II. Full List of Review Capabilities

1. Code Validity & Logical Bug Detection

  • Null pointer exceptions, missing null checks, array out-of-bounds errors, invalid boundary value handling;
  • Missing exception handling for async functions, absent try/catch blocks;
  • Missing branch logic, unhandled return values, erroneous conditional judgments;
  • Type mismatches, implicit any types, incomplete type definitions.

2. Security Risk Scanning (Core Priority)

  • Hardcoded secret keys, plaintext passwords and exposed tokens;
  • SQL injection vulnerabilities, unvalidated user input, unsafe deserialization;
  • Privilege escalation risks, sensitive data leakage in logs, path traversal attacks;
  • Invocation of dangerous functions, API endpoints without identity authentication.

3. Performance Optimization & Code Standards

  • Nested loops, repeated database queries, memory leaks;
  • Inconsistent project coding styles, non-standard naming, missing explanatory comments;
  • Redundant code, duplicated logic, overly complex implementable logic;
  • Hardcoded fixed values and magic numbers.

4. Engineering Completeness Check

  • New or modified functions without matching unit test cases;
  • Undocumented public interfaces and newly added modules;
  • Breaking changes lacking backward compatibility for existing callers;
  • Unsynchronized updates to configuration files and environment variables.

5. Scope Governor (Exclusive Built-in Control Mechanism)

Prevent developers from sneaking irrelevant refactoring or architectural adjustments into small PRs:
  • Automatically block PRs with sudden surges in file changes or doubled line count without valid descriptions;
  • Force PR splitting if defects remain unresolved after multiple revision rounds;
  • Distinguish minor iterative updates from large architectural refactors to avoid bloated, unmanageable PRs.

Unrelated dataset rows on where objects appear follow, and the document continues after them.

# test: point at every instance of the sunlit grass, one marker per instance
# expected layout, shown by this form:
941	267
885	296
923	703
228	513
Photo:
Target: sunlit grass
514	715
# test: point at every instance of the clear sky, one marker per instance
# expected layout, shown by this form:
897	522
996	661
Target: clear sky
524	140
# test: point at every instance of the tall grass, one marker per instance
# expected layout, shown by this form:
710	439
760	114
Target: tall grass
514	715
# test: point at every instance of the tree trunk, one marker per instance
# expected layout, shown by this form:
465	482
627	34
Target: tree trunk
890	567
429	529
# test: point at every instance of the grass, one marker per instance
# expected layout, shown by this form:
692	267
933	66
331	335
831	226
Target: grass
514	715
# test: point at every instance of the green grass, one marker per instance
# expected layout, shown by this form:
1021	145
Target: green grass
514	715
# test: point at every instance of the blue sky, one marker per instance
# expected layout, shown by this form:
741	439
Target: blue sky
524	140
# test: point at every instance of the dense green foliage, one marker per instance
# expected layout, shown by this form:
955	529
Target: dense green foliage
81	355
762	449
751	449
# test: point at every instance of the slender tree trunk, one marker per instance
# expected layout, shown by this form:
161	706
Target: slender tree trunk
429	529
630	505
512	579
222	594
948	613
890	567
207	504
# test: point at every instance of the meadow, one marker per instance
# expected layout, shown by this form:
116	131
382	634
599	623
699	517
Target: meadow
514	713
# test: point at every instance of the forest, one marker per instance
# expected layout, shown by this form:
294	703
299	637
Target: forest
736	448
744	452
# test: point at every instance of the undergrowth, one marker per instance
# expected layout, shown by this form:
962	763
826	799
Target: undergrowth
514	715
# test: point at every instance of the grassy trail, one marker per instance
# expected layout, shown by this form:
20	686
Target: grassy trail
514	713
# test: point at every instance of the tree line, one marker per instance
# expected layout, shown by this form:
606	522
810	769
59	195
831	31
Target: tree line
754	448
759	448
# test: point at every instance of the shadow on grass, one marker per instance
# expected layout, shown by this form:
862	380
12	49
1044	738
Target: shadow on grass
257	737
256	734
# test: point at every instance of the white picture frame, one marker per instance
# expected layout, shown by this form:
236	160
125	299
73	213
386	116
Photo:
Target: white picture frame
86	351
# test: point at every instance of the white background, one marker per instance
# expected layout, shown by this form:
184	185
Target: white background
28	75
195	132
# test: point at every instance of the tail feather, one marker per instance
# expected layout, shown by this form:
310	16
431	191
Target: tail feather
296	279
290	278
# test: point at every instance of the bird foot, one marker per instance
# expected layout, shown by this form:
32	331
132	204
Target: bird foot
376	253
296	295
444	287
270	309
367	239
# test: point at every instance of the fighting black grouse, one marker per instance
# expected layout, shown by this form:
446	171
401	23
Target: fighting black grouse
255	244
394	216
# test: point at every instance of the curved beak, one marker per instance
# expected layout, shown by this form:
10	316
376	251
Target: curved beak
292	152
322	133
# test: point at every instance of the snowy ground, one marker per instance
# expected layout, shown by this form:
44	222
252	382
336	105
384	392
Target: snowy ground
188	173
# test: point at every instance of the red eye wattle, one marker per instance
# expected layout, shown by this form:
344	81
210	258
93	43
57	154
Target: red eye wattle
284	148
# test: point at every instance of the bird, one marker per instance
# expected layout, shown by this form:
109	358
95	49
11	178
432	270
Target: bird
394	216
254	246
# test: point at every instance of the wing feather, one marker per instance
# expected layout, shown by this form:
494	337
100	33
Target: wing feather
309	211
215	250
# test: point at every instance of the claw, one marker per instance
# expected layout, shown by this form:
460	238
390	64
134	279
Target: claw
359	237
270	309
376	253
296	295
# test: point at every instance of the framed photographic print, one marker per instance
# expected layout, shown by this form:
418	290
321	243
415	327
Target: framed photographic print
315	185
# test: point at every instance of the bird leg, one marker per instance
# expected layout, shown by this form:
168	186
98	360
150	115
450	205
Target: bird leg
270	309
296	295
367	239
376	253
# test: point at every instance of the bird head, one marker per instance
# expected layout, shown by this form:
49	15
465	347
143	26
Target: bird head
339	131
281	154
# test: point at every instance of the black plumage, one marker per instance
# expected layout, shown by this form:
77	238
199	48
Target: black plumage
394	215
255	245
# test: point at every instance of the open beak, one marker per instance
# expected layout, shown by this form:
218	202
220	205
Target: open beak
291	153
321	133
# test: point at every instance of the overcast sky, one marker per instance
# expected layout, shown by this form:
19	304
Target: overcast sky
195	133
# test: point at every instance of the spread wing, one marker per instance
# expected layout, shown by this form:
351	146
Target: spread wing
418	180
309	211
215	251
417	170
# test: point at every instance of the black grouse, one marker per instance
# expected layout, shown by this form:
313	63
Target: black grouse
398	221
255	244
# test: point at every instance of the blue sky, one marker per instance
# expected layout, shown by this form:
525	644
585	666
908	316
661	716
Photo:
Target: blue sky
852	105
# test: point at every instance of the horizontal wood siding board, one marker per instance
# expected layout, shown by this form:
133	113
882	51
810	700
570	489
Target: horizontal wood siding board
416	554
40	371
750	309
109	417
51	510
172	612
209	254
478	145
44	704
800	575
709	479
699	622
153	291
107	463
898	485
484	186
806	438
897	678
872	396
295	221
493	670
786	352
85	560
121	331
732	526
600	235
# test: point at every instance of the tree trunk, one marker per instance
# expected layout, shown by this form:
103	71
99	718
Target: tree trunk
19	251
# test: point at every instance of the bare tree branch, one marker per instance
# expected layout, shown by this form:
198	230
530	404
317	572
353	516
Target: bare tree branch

III. Output Formats (Directly Submittable to Code Platforms)

  1. Line-level precise comments: pinpoint exact files and line numbers to flag defects;
  2. Structured summary report: categorize issues by severity (Critical / Normal / Optimization), with ready-to-copy fix code snippets attached;
  3. Automatic PR tags & status markers: auto-label tags including security-risk, missing-test, breaking-change;
  4. Export structured JSON reports for seamless integration with CI pipelines and alert systems.

IV. Multi-Model Support

Built-in switchable multiple review engines, allowing users to assign specific LLMs for in-depth analysis:
  • Compatible with GPT series, Claude, Copilot, Cursor, OpenCode, Gemini and more;
  • Configurable dual-model cross-review mode (e.g. Codex + Claude) to boost review accuracy.

V. Differences from GitHub Skill

  • GitHub Skill: Pure Git operation utility, solely responsible for pulling PR diffs, submitting comments and warehouse manipulation;
  • autoreview: The core AI review logic engine, tasked with code parsing, semantic AI analysis and generating professional review feedback;
  • Standard collaborative workflow: Webhook trigger → GitHub Skill pulls code changes → autoreview executes full review → GitHub Skill pushes review comments to the PR page.

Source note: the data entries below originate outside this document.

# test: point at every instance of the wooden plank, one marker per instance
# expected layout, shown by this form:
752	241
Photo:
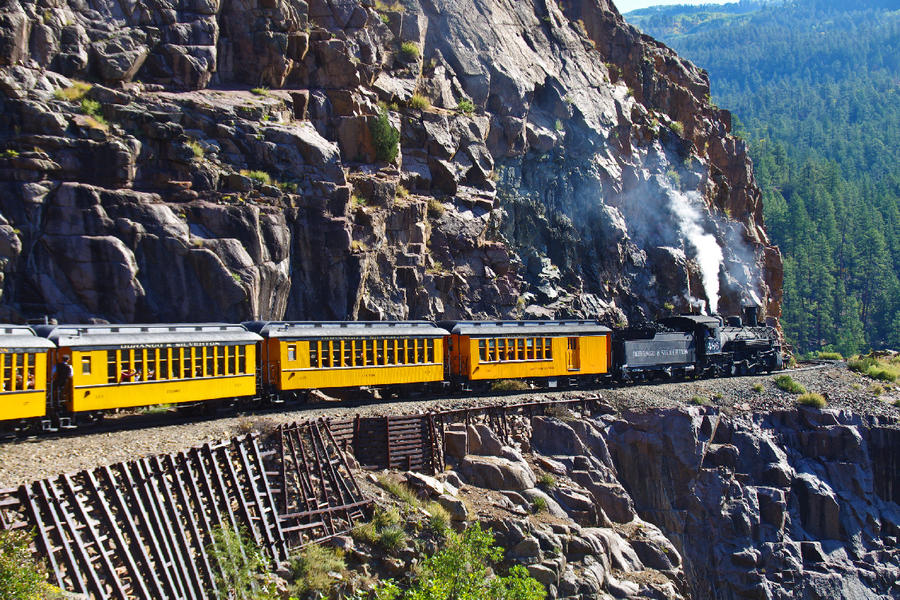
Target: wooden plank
43	493
239	495
219	484
122	547
281	544
163	531
43	535
82	515
254	490
196	459
156	559
187	494
358	493
174	517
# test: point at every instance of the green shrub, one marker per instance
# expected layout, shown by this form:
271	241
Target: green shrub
401	491
812	399
385	137
21	578
436	208
260	177
311	569
419	102
546	481
410	50
464	570
90	107
196	148
365	532
392	538
438	520
288	187
509	385
73	93
465	106
383	7
786	383
239	566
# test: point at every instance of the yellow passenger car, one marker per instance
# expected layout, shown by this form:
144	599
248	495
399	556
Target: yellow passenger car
315	355
23	373
100	367
494	350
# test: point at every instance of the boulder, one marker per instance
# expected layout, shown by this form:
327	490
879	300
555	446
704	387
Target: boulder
429	485
455	506
555	438
496	473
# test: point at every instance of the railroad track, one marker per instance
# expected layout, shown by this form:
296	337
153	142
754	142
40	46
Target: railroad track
136	421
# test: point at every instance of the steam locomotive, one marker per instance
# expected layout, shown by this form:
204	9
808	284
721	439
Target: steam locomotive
53	376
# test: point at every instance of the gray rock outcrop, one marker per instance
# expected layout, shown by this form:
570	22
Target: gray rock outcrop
169	191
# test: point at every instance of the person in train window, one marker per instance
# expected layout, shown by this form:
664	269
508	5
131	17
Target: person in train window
61	375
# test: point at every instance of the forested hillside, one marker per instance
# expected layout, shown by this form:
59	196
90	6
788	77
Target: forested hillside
815	88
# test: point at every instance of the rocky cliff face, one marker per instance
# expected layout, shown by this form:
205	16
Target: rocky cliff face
591	177
696	503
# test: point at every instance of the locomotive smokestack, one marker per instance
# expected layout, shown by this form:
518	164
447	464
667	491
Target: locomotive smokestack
751	315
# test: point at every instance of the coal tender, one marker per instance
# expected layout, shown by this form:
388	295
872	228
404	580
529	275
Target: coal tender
697	345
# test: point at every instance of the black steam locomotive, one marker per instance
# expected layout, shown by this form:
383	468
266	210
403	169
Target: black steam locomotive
698	346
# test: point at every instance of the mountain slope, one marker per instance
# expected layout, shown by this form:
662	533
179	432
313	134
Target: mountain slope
815	86
363	160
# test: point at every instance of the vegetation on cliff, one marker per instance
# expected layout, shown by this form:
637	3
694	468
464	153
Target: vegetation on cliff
814	84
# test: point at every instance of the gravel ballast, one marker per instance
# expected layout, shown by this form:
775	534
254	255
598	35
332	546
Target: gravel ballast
133	436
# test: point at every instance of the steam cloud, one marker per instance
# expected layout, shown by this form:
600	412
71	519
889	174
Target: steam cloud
685	209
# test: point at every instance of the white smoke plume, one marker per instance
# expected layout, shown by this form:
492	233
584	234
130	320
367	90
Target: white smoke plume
686	209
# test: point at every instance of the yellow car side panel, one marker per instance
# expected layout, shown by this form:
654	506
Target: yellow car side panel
146	393
93	391
358	376
23	405
26	404
298	375
592	359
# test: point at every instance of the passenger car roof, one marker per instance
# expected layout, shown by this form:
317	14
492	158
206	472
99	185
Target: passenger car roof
344	329
21	338
194	334
524	328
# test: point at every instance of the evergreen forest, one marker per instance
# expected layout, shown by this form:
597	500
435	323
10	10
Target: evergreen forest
814	86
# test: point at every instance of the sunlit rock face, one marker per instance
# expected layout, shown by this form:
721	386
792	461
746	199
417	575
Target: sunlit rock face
552	162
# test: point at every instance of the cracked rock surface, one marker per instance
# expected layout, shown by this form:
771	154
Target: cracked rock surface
540	146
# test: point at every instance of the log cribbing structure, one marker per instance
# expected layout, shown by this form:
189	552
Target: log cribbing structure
142	529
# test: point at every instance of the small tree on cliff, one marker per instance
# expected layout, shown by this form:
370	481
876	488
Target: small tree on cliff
462	570
385	137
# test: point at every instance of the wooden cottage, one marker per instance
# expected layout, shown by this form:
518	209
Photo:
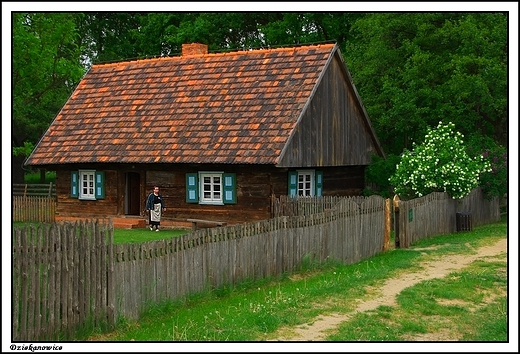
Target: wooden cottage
218	133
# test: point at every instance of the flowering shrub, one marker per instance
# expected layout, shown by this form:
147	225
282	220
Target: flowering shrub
439	164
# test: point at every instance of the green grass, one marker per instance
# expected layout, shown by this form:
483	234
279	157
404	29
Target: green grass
259	310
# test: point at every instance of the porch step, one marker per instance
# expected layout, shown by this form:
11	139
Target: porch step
128	223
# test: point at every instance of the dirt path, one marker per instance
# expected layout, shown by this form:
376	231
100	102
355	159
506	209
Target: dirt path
389	291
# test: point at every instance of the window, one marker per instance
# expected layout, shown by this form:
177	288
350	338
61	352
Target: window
87	185
305	183
211	188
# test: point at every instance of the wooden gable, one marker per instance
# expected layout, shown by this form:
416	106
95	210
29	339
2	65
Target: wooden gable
287	107
334	128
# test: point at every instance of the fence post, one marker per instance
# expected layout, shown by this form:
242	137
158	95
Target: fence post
396	220
386	242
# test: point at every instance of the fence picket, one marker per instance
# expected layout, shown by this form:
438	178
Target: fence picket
73	273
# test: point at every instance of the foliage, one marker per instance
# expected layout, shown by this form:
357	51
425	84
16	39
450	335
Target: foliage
494	181
378	172
412	68
45	70
439	164
409	68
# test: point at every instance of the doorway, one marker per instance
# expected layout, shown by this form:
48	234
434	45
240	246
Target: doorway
132	193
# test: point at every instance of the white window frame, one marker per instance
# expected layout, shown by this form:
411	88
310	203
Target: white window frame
213	199
88	191
301	189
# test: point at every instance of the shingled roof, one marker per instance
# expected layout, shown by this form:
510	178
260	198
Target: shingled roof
232	108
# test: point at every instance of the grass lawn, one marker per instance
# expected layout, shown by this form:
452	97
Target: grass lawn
126	235
259	310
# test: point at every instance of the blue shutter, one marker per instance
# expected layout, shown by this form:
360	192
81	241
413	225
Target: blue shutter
293	184
99	185
230	188
74	183
319	183
192	189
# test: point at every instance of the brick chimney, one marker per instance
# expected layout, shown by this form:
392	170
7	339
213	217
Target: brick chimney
194	49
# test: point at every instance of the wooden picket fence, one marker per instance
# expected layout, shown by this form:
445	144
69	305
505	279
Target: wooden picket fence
436	213
62	280
69	276
34	190
34	208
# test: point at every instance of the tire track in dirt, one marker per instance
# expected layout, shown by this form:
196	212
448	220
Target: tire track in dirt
391	288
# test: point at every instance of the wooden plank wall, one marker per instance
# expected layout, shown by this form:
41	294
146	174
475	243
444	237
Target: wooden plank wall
214	257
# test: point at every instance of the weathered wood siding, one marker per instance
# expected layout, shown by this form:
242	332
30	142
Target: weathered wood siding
256	184
333	130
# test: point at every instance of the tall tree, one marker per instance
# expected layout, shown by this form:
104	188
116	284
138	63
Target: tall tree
45	70
414	69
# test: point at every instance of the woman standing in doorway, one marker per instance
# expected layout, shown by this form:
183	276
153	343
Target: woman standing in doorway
155	208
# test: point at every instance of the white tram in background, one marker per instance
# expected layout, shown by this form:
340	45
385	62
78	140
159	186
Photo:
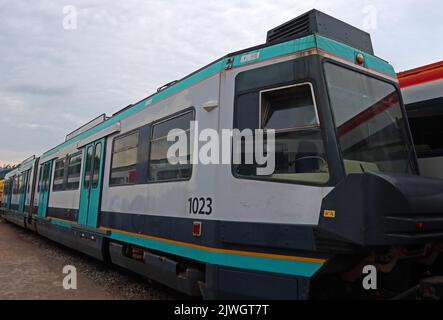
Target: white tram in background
422	90
345	192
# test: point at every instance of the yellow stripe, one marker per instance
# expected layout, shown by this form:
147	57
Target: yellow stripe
247	253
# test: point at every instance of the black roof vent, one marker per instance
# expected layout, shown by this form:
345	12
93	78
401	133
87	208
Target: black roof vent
316	22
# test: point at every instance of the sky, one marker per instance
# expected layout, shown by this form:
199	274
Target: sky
63	63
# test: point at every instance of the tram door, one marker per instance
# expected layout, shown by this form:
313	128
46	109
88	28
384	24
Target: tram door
92	178
24	186
44	185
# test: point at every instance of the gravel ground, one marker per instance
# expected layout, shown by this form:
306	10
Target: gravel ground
22	251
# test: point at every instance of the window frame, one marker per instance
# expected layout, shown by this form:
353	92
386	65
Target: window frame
157	122
121	136
314	87
260	109
68	160
63	184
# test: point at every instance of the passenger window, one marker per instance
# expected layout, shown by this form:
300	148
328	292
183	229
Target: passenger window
59	175
74	170
97	160
299	149
159	167
88	167
124	160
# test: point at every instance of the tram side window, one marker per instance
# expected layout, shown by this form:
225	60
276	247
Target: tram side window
299	149
124	159
74	167
15	187
59	175
160	169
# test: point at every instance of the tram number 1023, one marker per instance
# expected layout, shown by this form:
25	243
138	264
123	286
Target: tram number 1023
200	205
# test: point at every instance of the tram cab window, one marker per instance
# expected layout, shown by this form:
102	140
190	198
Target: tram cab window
427	133
299	150
74	166
160	169
59	175
124	159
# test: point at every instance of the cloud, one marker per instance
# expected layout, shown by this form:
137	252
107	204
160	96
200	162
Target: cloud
53	80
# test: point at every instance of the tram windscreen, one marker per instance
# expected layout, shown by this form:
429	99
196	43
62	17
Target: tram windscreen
371	128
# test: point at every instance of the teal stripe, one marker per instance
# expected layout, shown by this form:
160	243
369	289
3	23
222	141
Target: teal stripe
278	50
291	267
349	53
60	223
281	49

VI. Typical Application Scenarios

  1. Team CI pipeline automation: Auto pre-review new PRs to block low-level flaws before manual review;
  2. Security audit after large-scale architectural refactoring;
  3. Reduce repetitive review workload for open-source project maintainers;
  4. Unattended overnight continuous risk scanning for existing legacy codebases;
  5. Standardize team coding rules to eliminate inconsistent judgment standards across different human reviewers.

VII. Limitations (Unsupported Capabilities)

  • Cannot deeply evaluate product business decisions or high-level architectural design quality;
  • Unable to identify performance bottlenecks that only surface under load testing;
  • Does not judge highly subjective stylistic preferences with unified objective standards;
  • Fails to spot business-specific logical defects without sufficient business context input.

One-Sentence Summary

autoreview is an AI automatic code review agent native to OpenClaw. It automatically fetches PR code diffs, conducts multi-dimensional deep semantic audits covering logic, security, performance, unit testing and coding standards, and submits line-specific repair suggestions to code repositories, drastically cutting repetitive manual review workload.